Given the domain name, I was expecting something about the physics of information storage, and some interesting law of nature. Instead, the article is a bad introduction to data structures.
You both are affirming the title of the article.
"No single best way", meaning "it depends."
But don't let something like literacy get in the way of a opportunity to engage in meaningless outrage.
This line of thought works for storage in isolation, but does not hold up if write speed is a concern.
Speed can always be improved. If a method is too slow, run multiple machines in parralel. Longevity is different as it cannot scale. A million cd burners are together very fast, but the CDs wont last any longer. So the storage method is is the more profound tech problem.
So long as (fast/optimal) real-time access to new data is not a concern, you can introduce compaction to solve both problems.
> (fast/optimal) real-time access to new data
https://en.wikipedia.org/wiki/Optimal_binary_search_tree#Dyn...
as a line of thought, it totally does. you just extend the workload description to include writes. where this get problematic is that the ideal structure for transactional writes is nearly pessimal from a read standpoint. which is why we seem to end up doubling the write overhead - once to remember and once to optimize. or highly write-centric approach like LSM
I'd love to be clued in on more interesting architectures that either attempt to optimize both or provide a more continuous tuning knob between them
Yes with the important caveat that a lot of the time people don't have a crystal ball, can't see the far future, don't know if their intents will materialise in practice 12 months down the line and should therefore store information in Postures until that isn't a feasible option any more.

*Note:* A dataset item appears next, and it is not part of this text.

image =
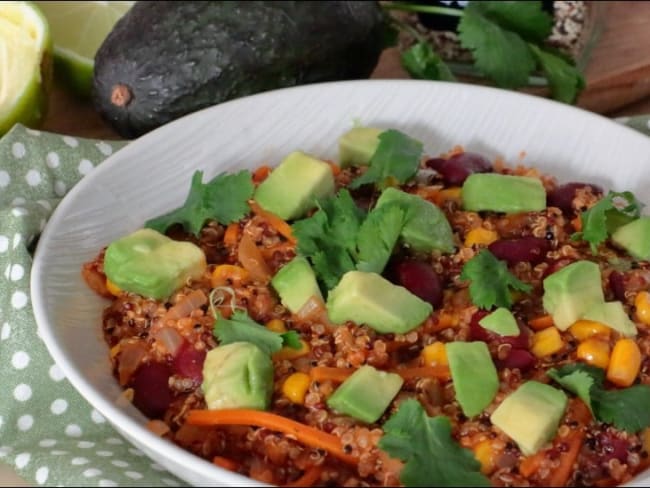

A consequence of there being no generally superior storage mechanism is that technologists as a community should have an agreed default standard for storage - which happens to be relational.
What if the various potential queries demand different / conflicting compression schemes?
I'd say this is spiritually what the no-free-lunch theorems are about... Because whatever "AI model" / query system you build -- it is implicitly biased towards queries coming from one slice of futures.